Figure 22.3. XML links are flexible enough to allow you to construct compound documents by pulling content together from other documents.
As you're starting to see, XML links, which are made possible by the XLink technology, are much more abstract than HTML links, and therefore can be used to serve more purposes than just providing users a way of moving from one web page to the next. Admittedly, you almost have to take a few steps back and think of links in a more abstract sense to fully understand what XML links are all about. The up side to this shift in thinking is that when the significance of XLink fully sinks in, you will probably view the web quite differently.
The problem at the moment is that XLink has been brutally slow to catch on, and only has limited support in Firefox and no support in Internet Explorer or any other browser. So the pie in the sky features of XLink are unfortunately still in the realm of the hypothetical, at least in terms of the Web.
Yet another facet of XLink worth pointing out is its support for creating links that reside outside of the documents they link. In other words, you can create a link in one document that connects two resources contained in other documents (see Figure 22.4). This can be particularly useful when you don't have the capability of editing the source and target documents. These kinds of links are known as out-of-line links and will probably foster the creation of link repositories. A link repository is a database of links that describe useful connections between resources on the Web.
Figure 22.4. XML links allow you to do interesting things such as referencing multiple documents from a link within another document.
One example of a link repository that could be built using XLink is an intricately cross-referenced legal database, where court cases are linked in such a way that a researcher in a law office could quickly find and verify precedents and track similar cases. Though it's certainly possible to create such a database and incorporate it into HTML web pages, it is cumbersome.
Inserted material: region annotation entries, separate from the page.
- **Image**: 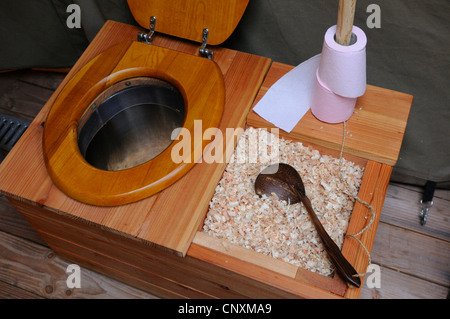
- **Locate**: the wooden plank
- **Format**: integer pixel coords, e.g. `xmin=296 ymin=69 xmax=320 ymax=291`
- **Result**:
xmin=381 ymin=184 xmax=450 ymax=241
xmin=19 ymin=70 xmax=67 ymax=92
xmin=0 ymin=195 xmax=47 ymax=246
xmin=372 ymin=223 xmax=450 ymax=287
xmin=392 ymin=183 xmax=450 ymax=201
xmin=0 ymin=281 xmax=44 ymax=299
xmin=342 ymin=165 xmax=392 ymax=298
xmin=127 ymin=0 xmax=249 ymax=45
xmin=360 ymin=266 xmax=449 ymax=299
xmin=247 ymin=62 xmax=412 ymax=166
xmin=0 ymin=232 xmax=158 ymax=298
xmin=13 ymin=200 xmax=306 ymax=298
xmin=0 ymin=22 xmax=270 ymax=255
xmin=192 ymin=232 xmax=297 ymax=278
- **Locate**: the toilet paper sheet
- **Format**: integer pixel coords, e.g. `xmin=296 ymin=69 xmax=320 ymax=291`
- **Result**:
xmin=253 ymin=26 xmax=367 ymax=133
xmin=253 ymin=54 xmax=321 ymax=133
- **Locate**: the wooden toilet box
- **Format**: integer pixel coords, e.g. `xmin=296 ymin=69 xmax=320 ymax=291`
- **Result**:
xmin=0 ymin=0 xmax=412 ymax=298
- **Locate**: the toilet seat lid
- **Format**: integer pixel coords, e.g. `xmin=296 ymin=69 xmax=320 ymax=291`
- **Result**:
xmin=127 ymin=0 xmax=249 ymax=45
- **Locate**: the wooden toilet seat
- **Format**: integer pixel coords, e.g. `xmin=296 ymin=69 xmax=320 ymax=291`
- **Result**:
xmin=43 ymin=41 xmax=225 ymax=206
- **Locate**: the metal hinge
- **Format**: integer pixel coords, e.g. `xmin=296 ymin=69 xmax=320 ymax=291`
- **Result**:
xmin=199 ymin=29 xmax=214 ymax=60
xmin=138 ymin=16 xmax=156 ymax=44
xmin=137 ymin=16 xmax=214 ymax=60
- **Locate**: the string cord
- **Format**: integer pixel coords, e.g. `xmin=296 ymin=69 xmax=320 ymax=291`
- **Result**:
xmin=339 ymin=121 xmax=375 ymax=277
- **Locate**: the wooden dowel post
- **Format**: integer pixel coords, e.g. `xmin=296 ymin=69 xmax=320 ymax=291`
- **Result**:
xmin=336 ymin=0 xmax=356 ymax=45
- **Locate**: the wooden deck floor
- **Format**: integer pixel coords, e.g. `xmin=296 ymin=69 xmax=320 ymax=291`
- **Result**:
xmin=0 ymin=71 xmax=450 ymax=299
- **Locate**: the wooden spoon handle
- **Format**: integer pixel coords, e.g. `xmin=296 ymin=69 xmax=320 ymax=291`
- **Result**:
xmin=336 ymin=0 xmax=356 ymax=46
xmin=296 ymin=191 xmax=361 ymax=288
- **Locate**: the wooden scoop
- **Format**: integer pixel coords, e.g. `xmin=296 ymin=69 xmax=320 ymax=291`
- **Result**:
xmin=255 ymin=163 xmax=361 ymax=288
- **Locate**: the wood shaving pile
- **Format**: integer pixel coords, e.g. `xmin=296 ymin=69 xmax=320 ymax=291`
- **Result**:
xmin=203 ymin=128 xmax=364 ymax=276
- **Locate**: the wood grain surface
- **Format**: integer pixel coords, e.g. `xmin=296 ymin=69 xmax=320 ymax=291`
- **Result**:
xmin=0 ymin=21 xmax=270 ymax=255
xmin=247 ymin=62 xmax=412 ymax=166
xmin=127 ymin=0 xmax=249 ymax=45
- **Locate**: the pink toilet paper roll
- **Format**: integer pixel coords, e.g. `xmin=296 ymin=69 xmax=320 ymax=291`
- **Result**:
xmin=319 ymin=26 xmax=367 ymax=98
xmin=311 ymin=70 xmax=357 ymax=123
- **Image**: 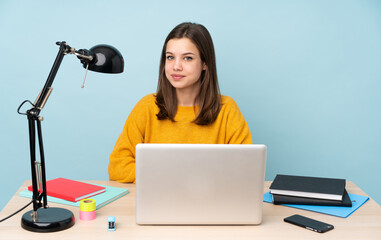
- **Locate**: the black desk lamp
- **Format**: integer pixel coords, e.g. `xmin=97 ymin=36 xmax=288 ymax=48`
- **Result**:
xmin=17 ymin=42 xmax=124 ymax=232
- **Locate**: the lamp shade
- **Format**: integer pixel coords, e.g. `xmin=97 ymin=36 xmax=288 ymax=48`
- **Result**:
xmin=84 ymin=44 xmax=124 ymax=73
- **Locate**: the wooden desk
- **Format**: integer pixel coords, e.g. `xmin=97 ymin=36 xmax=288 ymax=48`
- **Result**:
xmin=0 ymin=181 xmax=381 ymax=240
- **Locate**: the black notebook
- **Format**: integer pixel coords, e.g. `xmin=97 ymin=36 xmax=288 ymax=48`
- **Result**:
xmin=273 ymin=190 xmax=352 ymax=207
xmin=270 ymin=174 xmax=345 ymax=201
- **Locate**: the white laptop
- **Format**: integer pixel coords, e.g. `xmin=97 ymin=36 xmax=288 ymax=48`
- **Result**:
xmin=135 ymin=144 xmax=267 ymax=225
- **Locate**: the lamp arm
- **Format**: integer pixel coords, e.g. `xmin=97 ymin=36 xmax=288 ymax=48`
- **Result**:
xmin=33 ymin=42 xmax=70 ymax=112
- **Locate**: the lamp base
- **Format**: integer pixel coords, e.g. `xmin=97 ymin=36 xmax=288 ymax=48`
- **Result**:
xmin=21 ymin=207 xmax=75 ymax=232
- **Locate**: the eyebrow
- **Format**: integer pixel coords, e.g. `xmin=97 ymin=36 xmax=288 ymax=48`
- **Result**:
xmin=165 ymin=51 xmax=196 ymax=56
XLink provides the exact feature set to make link repositories a practical reality.
One of the side benefits of out-of-line links is the fact that the links are maintained separately from the documents that they link. This separate storage of links and resources makes it possible to dramatically reduce broken links, which are otherwise difficult to track down and eliminate.
You now understand that XML linking is considerably more powerful than its HTML counterpart. Perhaps more interesting is the fact that XML links involve a concert of technologies working together. XLink is the primary technology that makes XML links possible, but it requires the help of two other technologiesXPointer and XPath. If you traced the history of XLink in the W3C, you'd learn that it originally consisted of only two components, XPointer and XLink. However, the W3C realized that XPointer wasn't the only XML technology that needed a means of addressing parts of a document. XSLT also needed a means of addressing document parts, so it was decided to separate document addressing into XPath. XPointer builds on XPath to provide support for addressing the internal structure of XML documents. XLink in turn uses XPointer to describe flexible links to specific structures within XML documents.
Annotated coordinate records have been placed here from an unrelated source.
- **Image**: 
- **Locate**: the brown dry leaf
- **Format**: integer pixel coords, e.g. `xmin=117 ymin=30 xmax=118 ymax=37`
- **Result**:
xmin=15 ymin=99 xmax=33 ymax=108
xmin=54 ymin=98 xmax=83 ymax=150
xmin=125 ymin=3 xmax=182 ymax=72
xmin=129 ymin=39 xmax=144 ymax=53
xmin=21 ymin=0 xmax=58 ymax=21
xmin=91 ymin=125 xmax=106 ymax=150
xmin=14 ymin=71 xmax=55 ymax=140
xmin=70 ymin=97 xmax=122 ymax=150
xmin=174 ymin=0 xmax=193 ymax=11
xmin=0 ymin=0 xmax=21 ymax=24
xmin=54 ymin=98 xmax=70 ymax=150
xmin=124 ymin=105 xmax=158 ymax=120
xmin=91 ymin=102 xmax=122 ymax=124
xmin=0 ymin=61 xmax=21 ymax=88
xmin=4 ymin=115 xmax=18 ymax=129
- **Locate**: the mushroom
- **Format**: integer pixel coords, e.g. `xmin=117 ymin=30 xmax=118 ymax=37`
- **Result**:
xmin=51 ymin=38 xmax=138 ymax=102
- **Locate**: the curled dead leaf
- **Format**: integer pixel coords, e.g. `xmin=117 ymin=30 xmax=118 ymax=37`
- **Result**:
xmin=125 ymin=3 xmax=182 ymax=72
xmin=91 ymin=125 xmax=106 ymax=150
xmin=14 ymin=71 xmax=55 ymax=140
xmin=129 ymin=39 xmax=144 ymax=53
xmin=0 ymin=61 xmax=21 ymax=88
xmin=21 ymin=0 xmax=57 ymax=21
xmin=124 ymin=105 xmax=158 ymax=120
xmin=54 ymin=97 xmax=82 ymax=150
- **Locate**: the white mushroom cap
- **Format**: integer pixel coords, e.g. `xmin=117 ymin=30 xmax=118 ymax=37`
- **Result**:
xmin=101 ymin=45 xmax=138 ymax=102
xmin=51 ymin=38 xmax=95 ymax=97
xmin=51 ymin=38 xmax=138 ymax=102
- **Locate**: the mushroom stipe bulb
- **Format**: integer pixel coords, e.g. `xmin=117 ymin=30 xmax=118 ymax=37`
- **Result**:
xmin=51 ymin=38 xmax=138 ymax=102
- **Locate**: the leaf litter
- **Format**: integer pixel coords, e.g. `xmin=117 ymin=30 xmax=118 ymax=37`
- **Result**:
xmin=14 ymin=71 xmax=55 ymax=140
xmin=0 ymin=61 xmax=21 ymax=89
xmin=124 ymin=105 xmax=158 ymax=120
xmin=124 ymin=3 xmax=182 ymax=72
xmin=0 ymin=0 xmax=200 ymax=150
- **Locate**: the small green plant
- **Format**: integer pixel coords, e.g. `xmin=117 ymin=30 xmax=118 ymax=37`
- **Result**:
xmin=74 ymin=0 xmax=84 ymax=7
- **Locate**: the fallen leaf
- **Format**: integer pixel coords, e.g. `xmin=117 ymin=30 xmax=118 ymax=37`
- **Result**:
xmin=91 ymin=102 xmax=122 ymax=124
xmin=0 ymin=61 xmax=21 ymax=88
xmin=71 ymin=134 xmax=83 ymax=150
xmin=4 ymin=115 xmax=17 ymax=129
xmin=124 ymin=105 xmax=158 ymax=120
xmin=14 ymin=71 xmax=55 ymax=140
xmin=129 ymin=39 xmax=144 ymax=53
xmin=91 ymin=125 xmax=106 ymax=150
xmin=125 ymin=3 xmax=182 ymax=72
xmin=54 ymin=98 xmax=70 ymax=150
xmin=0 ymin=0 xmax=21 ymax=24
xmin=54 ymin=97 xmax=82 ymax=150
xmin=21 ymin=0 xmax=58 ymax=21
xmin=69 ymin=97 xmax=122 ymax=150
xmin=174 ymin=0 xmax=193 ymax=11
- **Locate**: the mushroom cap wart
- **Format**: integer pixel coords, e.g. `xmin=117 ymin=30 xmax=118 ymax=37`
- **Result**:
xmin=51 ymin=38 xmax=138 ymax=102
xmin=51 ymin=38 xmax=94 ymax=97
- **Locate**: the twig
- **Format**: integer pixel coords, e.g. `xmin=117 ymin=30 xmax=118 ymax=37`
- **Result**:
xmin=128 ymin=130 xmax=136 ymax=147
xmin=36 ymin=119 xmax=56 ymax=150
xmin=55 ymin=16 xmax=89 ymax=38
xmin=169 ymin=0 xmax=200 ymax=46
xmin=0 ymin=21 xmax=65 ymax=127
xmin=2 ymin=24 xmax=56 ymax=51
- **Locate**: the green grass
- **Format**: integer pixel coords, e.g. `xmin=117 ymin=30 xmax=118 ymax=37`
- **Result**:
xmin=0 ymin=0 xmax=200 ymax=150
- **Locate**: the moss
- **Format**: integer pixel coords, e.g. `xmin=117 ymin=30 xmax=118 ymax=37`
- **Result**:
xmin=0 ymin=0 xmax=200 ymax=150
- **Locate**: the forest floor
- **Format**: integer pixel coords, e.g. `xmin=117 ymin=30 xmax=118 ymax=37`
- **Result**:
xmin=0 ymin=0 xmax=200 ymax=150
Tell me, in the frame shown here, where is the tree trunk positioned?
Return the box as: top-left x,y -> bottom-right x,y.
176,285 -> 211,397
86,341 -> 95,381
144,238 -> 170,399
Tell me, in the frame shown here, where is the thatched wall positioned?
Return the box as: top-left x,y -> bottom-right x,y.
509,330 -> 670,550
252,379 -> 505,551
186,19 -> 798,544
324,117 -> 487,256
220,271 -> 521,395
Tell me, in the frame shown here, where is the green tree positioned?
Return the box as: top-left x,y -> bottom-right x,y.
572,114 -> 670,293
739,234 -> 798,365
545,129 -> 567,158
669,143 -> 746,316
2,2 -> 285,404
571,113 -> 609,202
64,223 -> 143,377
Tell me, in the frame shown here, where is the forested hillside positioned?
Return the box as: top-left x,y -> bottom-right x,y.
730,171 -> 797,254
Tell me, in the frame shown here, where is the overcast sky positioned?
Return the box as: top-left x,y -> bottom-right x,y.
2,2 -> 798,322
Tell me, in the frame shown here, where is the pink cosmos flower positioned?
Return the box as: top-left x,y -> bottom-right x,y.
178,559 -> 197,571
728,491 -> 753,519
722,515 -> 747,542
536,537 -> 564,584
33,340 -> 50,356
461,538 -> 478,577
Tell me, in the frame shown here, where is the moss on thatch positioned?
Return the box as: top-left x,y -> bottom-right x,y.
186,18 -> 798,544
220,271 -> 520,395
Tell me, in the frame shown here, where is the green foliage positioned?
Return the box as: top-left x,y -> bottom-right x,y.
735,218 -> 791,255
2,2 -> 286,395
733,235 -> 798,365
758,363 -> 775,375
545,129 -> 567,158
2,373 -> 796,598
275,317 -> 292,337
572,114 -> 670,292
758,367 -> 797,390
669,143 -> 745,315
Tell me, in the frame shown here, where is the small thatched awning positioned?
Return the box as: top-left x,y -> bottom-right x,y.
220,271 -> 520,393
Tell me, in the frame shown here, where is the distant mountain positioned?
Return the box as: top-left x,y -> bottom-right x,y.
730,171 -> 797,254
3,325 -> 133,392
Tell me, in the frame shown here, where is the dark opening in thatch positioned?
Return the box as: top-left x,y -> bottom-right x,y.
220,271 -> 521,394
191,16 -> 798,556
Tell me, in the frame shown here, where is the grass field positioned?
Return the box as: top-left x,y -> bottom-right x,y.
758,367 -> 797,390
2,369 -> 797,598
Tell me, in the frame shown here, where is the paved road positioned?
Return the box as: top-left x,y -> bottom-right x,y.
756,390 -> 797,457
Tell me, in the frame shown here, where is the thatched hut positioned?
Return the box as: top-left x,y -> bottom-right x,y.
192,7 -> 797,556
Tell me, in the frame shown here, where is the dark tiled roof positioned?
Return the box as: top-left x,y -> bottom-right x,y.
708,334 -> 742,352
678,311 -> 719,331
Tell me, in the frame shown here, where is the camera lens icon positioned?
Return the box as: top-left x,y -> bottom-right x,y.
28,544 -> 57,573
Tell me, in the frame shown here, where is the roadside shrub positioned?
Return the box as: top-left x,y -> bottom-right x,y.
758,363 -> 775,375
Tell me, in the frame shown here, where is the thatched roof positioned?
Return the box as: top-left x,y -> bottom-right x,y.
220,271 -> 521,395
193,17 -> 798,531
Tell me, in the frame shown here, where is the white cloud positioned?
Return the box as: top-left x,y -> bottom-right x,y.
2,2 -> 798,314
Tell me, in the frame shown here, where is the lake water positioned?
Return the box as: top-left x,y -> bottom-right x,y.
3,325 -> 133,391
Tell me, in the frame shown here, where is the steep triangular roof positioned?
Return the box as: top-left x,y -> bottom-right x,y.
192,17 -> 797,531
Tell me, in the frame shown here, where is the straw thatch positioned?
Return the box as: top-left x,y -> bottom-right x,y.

XLink is designed to support simple one-way links similar to those in HTML, as well as a variety of different extended links that offer interesting new ways of linking documents. XLink is implemented as an XML language, which means that it can be easily integrated into XML applications. XPointer is a non-XML language based upon XPath that is used to address internal structures in XML documents. XPointer is an important part of XLink because it specifies the syntax used to create fragment identifiers, which are used to reference internal document constructs.